Many Republicans criticized President Barack Obama's intervention in Libya and his attempted meddling in Syria. Absent criticism of Iraq, they risk looking like they're only against foolish wars when those wars are proposed by Democrats. Which raises the question: Why should voters care about trading one set of bumblers for another, especially after that other group had proved itself incapable of learning?

Any Republican seeking nomination for the 2016 presidential election should at a minimum be willing to admit Iraq was a mistake.  it was an error that cost us upwards of $1.5 trillion, thousands of U.S. lives and hundreds of thousands of Iraqi dead, while seriously hindering our efforts to track down the real culprits of September 11. (The war, incidentally, helped pave the way for a Nancy Pelosi-controlled House and a Barack Obama-controlled White House, as well.)

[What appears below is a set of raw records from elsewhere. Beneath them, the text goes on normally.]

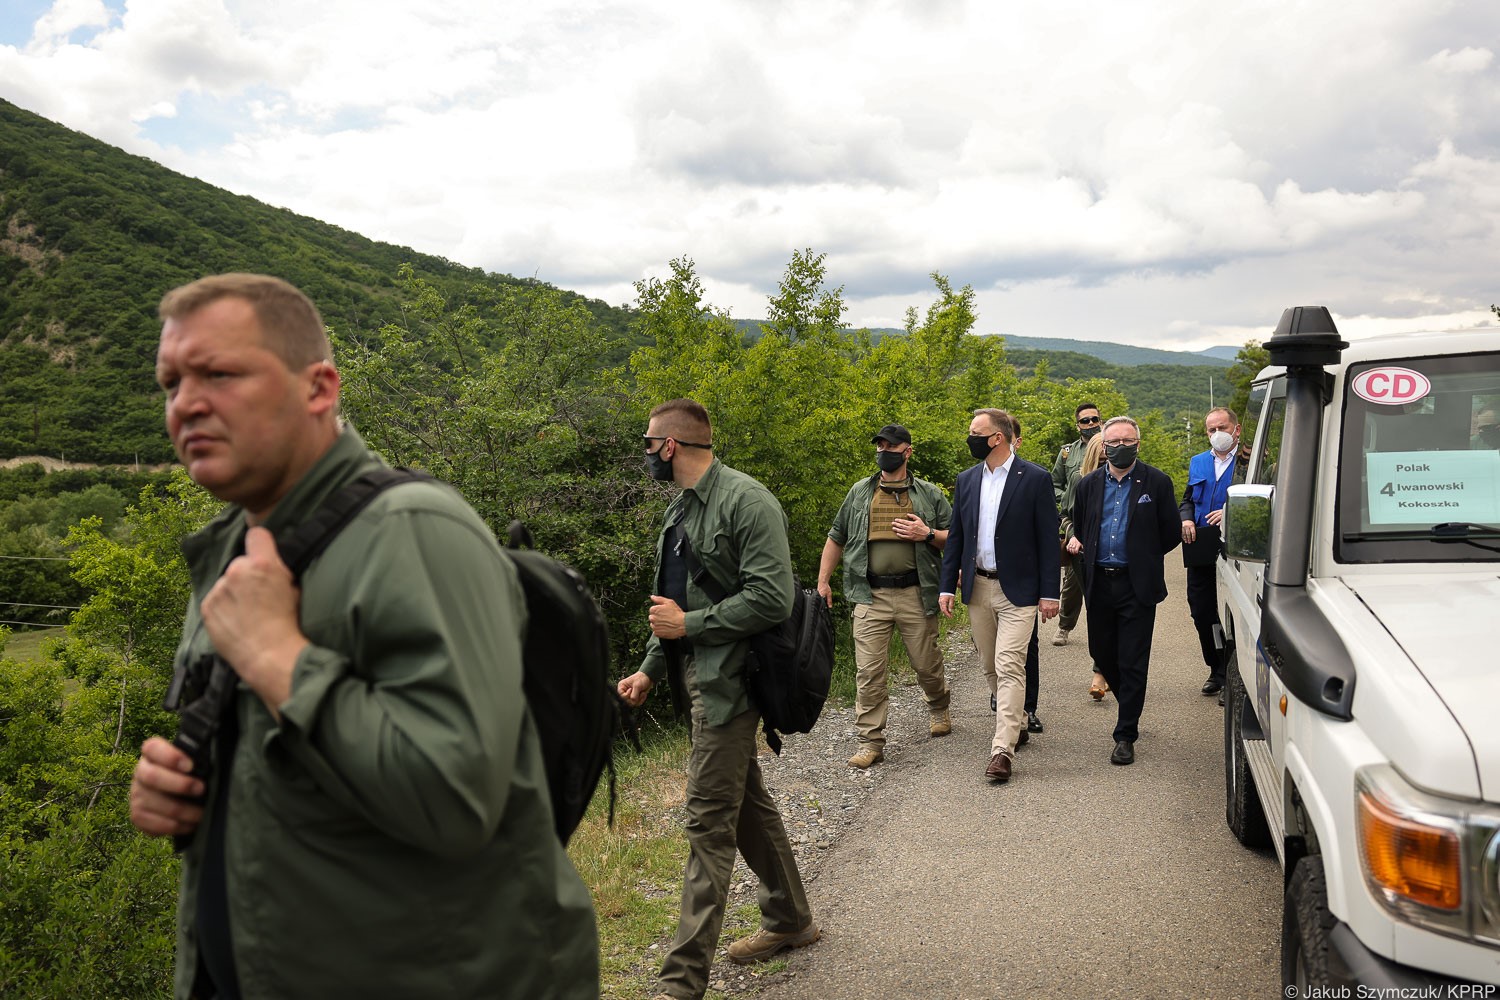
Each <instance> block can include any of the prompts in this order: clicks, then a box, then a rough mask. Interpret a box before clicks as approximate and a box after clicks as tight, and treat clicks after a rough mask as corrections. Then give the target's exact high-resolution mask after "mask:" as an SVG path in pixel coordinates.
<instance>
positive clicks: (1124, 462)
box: [1104, 444, 1140, 469]
mask: <svg viewBox="0 0 1500 1000" xmlns="http://www.w3.org/2000/svg"><path fill="white" fill-rule="evenodd" d="M1137 451H1140V445H1139V444H1107V445H1104V457H1106V459H1109V460H1110V465H1113V466H1115V468H1116V469H1128V468H1130V466H1133V465H1136V453H1137Z"/></svg>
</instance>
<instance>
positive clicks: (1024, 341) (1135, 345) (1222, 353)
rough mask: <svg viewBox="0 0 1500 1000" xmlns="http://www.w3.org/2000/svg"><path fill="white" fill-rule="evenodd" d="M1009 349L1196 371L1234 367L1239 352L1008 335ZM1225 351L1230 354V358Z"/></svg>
mask: <svg viewBox="0 0 1500 1000" xmlns="http://www.w3.org/2000/svg"><path fill="white" fill-rule="evenodd" d="M1005 346H1007V348H1008V349H1010V351H1011V352H1013V354H1014V352H1017V351H1047V352H1050V354H1059V352H1073V354H1088V355H1089V357H1095V358H1100V360H1101V361H1109V363H1110V364H1164V366H1178V364H1190V366H1196V367H1229V366H1230V364H1233V363H1235V354H1236V352H1238V351H1239V348H1209V349H1208V351H1200V352H1197V354H1194V352H1191V351H1163V349H1160V348H1137V346H1136V345H1131V343H1107V342H1104V340H1068V339H1065V337H1023V336H1017V334H1013V333H1008V334H1005ZM1224 351H1229V354H1227V355H1226V354H1224Z"/></svg>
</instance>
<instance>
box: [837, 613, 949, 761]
mask: <svg viewBox="0 0 1500 1000" xmlns="http://www.w3.org/2000/svg"><path fill="white" fill-rule="evenodd" d="M870 597H871V601H870V603H868V604H855V606H853V663H855V685H856V693H855V702H853V724H855V729H858V730H859V744H861V745H870V747H876V748H882V747H885V720H886V715H888V709H889V706H891V694H889V685H888V682H886V667H888V666H889V661H891V630H892V628H894V630H895V631H898V633H901V642H903V643H906V655H907V658H910V661H912V669H913V670H915V672H916V682H918V684H919V685H921V688H922V697H924V699H926V700H927V708H929V709H930V711H933V712H941V711H942V709H945V708H948V681H947V678H944V673H942V651H939V649H938V616H936V615H924V613H922V589H921V588H919V586H904V588H876V589H873V591H870Z"/></svg>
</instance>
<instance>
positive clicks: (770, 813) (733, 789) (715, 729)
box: [657, 658, 813, 997]
mask: <svg viewBox="0 0 1500 1000" xmlns="http://www.w3.org/2000/svg"><path fill="white" fill-rule="evenodd" d="M693 667H694V664H693V660H691V658H688V660H685V663H684V672H685V676H687V690H688V693H690V696H691V700H693V730H691V733H693V750H691V754H690V756H688V759H687V847H688V853H687V871H685V873H684V874H682V907H681V910H679V913H678V925H676V937H675V939H672V948H670V949H669V951H667V954H666V960H664V961H663V963H661V973H660V975H658V978H657V979H658V984H657V985H658V988H660V990H661V991H664V993H669V994H672V996H673V997H702V996H703V993H705V991H706V990H708V970H709V969H711V967H712V964H714V949H715V948H717V945H718V931H720V928H721V927H723V922H724V904H726V901H727V898H729V879H730V876H732V874H733V870H735V850H736V849H738V852H739V855H741V856H742V858H744V859H745V864H747V865H748V867H750V871H753V873H754V874H756V876H757V877H759V879H760V888H759V891H757V892H756V901H757V903H759V904H760V927H763V928H765V930H768V931H777V933H780V934H790V933H793V931H799V930H802V928H804V927H807V925H808V924H811V922H813V913H811V910H810V909H808V906H807V894H805V892H804V891H802V877H801V874H798V871H796V858H795V856H793V855H792V846H790V843H789V841H787V837H786V825H784V823H783V822H781V811H780V807H778V805H777V804H775V799H772V798H771V795H769V792H766V789H765V783H763V781H762V780H760V763H759V754H757V744H756V726H757V723H759V721H760V715H759V714H757V712H756V711H754V709H750V711H748V712H742V714H739V715H736V717H735V718H732V720H729V721H727V723H724V724H723V726H709V724H708V721H706V720H705V718H703V703H702V697H700V696H699V690H697V678H696V672H694V669H693Z"/></svg>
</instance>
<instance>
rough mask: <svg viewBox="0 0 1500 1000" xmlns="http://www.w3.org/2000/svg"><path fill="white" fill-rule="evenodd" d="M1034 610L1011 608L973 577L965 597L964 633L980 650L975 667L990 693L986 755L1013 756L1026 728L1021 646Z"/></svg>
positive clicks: (1024, 700) (1025, 661)
mask: <svg viewBox="0 0 1500 1000" xmlns="http://www.w3.org/2000/svg"><path fill="white" fill-rule="evenodd" d="M1035 619H1037V606H1035V604H1034V606H1031V607H1017V606H1016V604H1011V603H1010V601H1008V600H1007V598H1005V591H1004V589H1002V588H1001V582H999V580H992V579H990V577H987V576H980V574H975V577H974V589H972V591H971V594H969V628H971V631H972V633H974V645H975V646H978V648H980V667H981V669H983V670H984V679H986V681H987V682H989V684H990V691H992V693H993V694H995V706H996V708H995V738H993V739H992V741H990V753H992V754H998V753H1001V751H1002V750H1004V751H1008V753H1013V754H1014V753H1016V741H1017V739H1020V735H1022V727H1023V726H1026V645H1028V643H1029V642H1031V630H1032V622H1035Z"/></svg>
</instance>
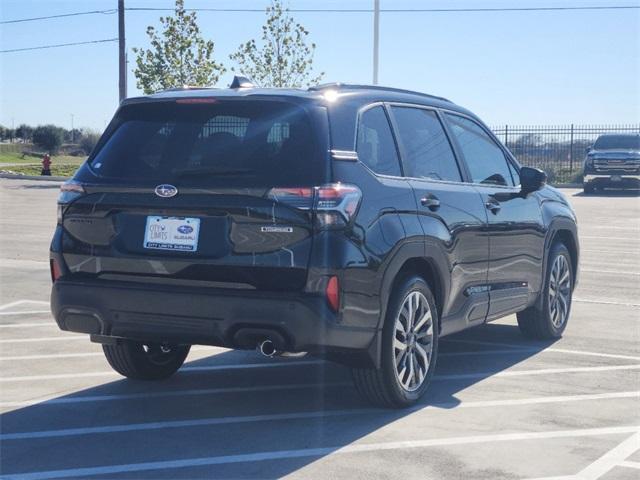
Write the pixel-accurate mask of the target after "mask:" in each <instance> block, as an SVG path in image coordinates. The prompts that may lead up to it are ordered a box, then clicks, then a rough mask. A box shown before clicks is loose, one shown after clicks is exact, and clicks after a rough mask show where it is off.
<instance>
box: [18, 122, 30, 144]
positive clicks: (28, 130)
mask: <svg viewBox="0 0 640 480" xmlns="http://www.w3.org/2000/svg"><path fill="white" fill-rule="evenodd" d="M31 135H33V127H30V126H29V125H27V124H25V123H23V124H21V125H20V126H19V127H18V128H16V137H18V138H20V139H22V141H23V142H28V141H29V140H31Z"/></svg>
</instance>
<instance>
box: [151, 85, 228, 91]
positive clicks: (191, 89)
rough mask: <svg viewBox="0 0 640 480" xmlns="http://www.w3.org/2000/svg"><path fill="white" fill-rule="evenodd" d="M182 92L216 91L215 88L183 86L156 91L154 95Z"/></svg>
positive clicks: (192, 86)
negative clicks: (211, 90)
mask: <svg viewBox="0 0 640 480" xmlns="http://www.w3.org/2000/svg"><path fill="white" fill-rule="evenodd" d="M183 90H216V87H200V86H197V85H196V86H194V85H183V86H182V87H171V88H165V89H164V90H158V91H157V92H156V93H163V92H181V91H183Z"/></svg>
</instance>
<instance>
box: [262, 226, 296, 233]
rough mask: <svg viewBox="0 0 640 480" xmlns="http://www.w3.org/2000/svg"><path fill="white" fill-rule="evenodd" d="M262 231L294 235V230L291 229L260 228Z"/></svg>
mask: <svg viewBox="0 0 640 480" xmlns="http://www.w3.org/2000/svg"><path fill="white" fill-rule="evenodd" d="M260 231H261V232H262V233H293V228H291V227H276V226H270V227H260Z"/></svg>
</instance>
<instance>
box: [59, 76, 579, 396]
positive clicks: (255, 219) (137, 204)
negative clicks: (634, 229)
mask: <svg viewBox="0 0 640 480" xmlns="http://www.w3.org/2000/svg"><path fill="white" fill-rule="evenodd" d="M238 83H239V82H237V81H236V82H234V84H232V87H234V86H237V85H238ZM243 85H244V84H243ZM578 253H579V246H578V237H577V232H576V218H575V214H574V212H573V211H572V209H571V207H570V206H569V204H568V202H567V200H566V199H565V197H564V196H563V195H562V194H561V193H560V192H559V191H558V190H556V189H554V188H552V187H549V186H547V185H545V175H544V173H543V172H541V171H539V170H535V169H532V168H527V167H520V166H519V165H518V163H517V162H516V160H515V159H514V158H513V156H512V155H511V154H510V153H509V151H508V150H507V149H506V148H505V147H504V146H503V145H501V144H500V142H499V141H498V140H497V139H496V138H495V137H494V136H493V135H492V133H491V131H490V130H489V129H488V128H487V127H486V126H485V125H484V124H483V123H482V122H481V121H480V120H479V119H478V118H477V117H476V116H475V115H473V114H472V113H471V112H469V111H467V110H465V109H463V108H461V107H459V106H457V105H455V104H454V103H452V102H450V101H448V100H446V99H443V98H439V97H434V96H430V95H424V94H421V93H416V92H410V91H404V90H398V89H393V88H381V87H370V86H357V85H342V84H331V85H325V86H319V87H315V88H310V89H309V90H293V89H292V90H285V89H261V88H252V87H244V86H243V87H240V86H237V88H230V89H224V90H217V89H184V90H178V91H168V92H163V93H158V94H155V95H151V96H148V97H143V98H134V99H129V100H126V101H125V102H123V104H122V105H121V107H120V108H119V110H118V112H117V113H116V115H115V118H114V119H113V121H112V122H111V123H110V124H109V126H108V128H107V129H106V131H105V133H104V135H103V136H102V138H101V139H100V141H99V143H98V145H97V146H96V148H95V150H94V151H93V153H92V154H91V155H90V157H89V158H88V160H87V162H86V163H85V164H84V165H83V166H82V167H81V168H80V169H79V170H78V172H77V173H76V175H75V176H74V178H73V179H72V180H71V181H69V182H67V183H66V184H65V185H64V186H63V187H62V191H61V194H60V198H59V215H58V225H57V228H56V232H55V235H54V237H53V241H52V244H51V273H52V278H53V290H52V298H51V307H52V310H53V313H54V315H55V318H56V321H57V323H58V325H59V326H60V328H61V329H63V330H68V331H73V332H80V333H85V334H90V335H91V340H92V341H94V342H99V343H102V344H103V349H104V353H105V355H106V357H107V360H108V361H109V363H110V364H111V366H112V367H113V368H114V369H115V370H116V371H118V372H120V373H121V374H122V375H125V376H127V377H130V378H137V379H161V378H165V377H168V376H170V375H172V374H173V373H175V372H176V371H177V370H178V369H179V368H180V366H181V365H182V363H183V362H184V360H185V357H186V356H187V353H188V352H189V347H190V345H192V344H204V345H220V346H224V347H230V348H237V349H254V348H256V347H257V348H258V349H259V350H260V351H261V352H262V353H263V354H265V355H268V356H273V355H279V354H281V353H283V352H298V353H299V352H309V353H310V354H312V355H318V356H322V357H325V358H327V359H329V360H333V361H337V362H340V363H343V364H345V365H348V366H350V367H351V368H352V369H353V378H354V381H355V385H356V387H357V389H358V390H359V391H360V392H361V393H362V394H363V395H364V396H365V397H367V398H368V399H369V400H371V401H372V402H374V403H375V404H379V405H385V406H392V407H402V406H406V405H409V404H411V403H413V402H415V401H416V400H417V399H418V398H420V396H421V395H422V394H423V393H424V391H425V389H426V388H427V385H428V383H429V380H430V377H431V376H432V374H433V371H434V368H435V365H436V358H437V354H438V339H439V338H442V337H443V336H445V335H449V334H452V333H454V332H458V331H461V330H464V329H466V328H469V327H473V326H475V325H481V324H483V323H485V322H487V321H490V320H493V319H496V318H499V317H503V316H505V315H509V314H513V313H517V315H518V317H517V318H518V324H519V326H520V328H521V330H522V332H523V333H524V335H525V336H527V337H534V338H546V339H550V338H557V337H559V336H560V335H561V334H562V332H563V330H564V329H565V326H566V325H567V320H568V318H569V312H570V309H571V297H572V292H573V289H574V286H575V284H576V278H577V273H578Z"/></svg>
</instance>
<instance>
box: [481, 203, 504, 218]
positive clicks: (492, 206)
mask: <svg viewBox="0 0 640 480" xmlns="http://www.w3.org/2000/svg"><path fill="white" fill-rule="evenodd" d="M484 206H485V207H487V210H490V211H491V213H493V214H494V215H497V214H498V212H499V211H500V209H501V208H502V207H501V206H500V203H498V201H497V200H487V203H485V204H484Z"/></svg>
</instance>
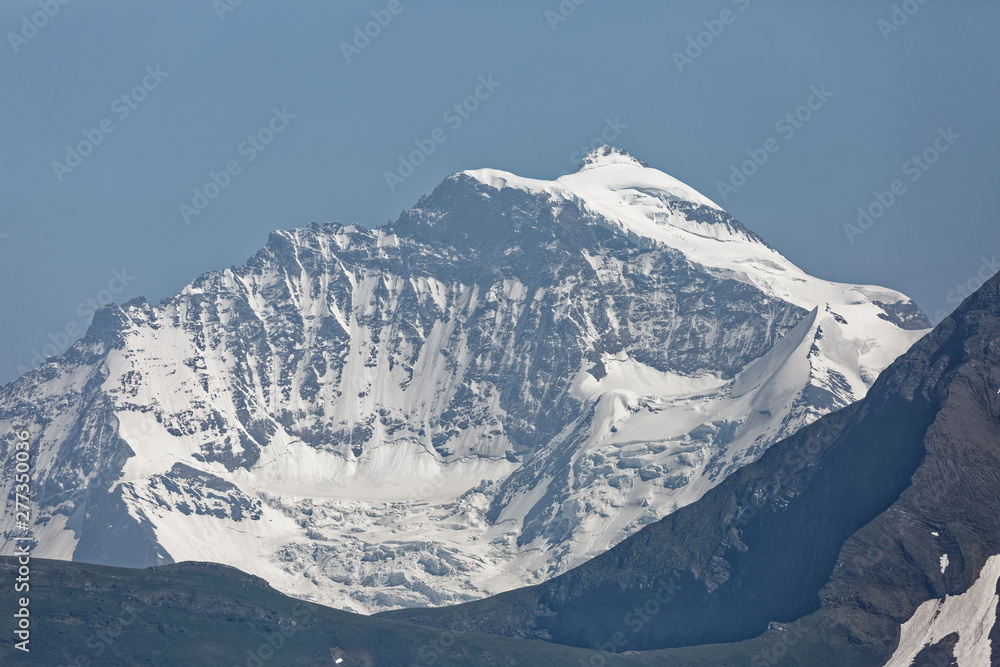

Republican pols are afraid to do so because they read American opinion polls. These polls show that either a large plurality or a bare majority of Americans think the war was a mistake. Those numbers would be much higher if Republican voters agreed with the majority. Since they need to win over Republican voters for the nomination, many presidentially-minded pols are reluctant to admit a Republican-sponsored war of choice was the wrong call.

They ought to take the chance and tell the truth. It would help restore the party's credibility with the broad mass of independent voters and with those Democrats sick of the George W. Bush-Barack Obama-Hillary Clinton foreign policy framework. It would also force rank-and-file party regulars to either cease their misguided cheerleading or bury their own heads ever deeper in the sand.

On that score, count me an optimist. My sense is, truth would be a welcome relief in this debate. Republicans as a whole would rather not be weighed down, over a decade later, by a botched and unpopular war.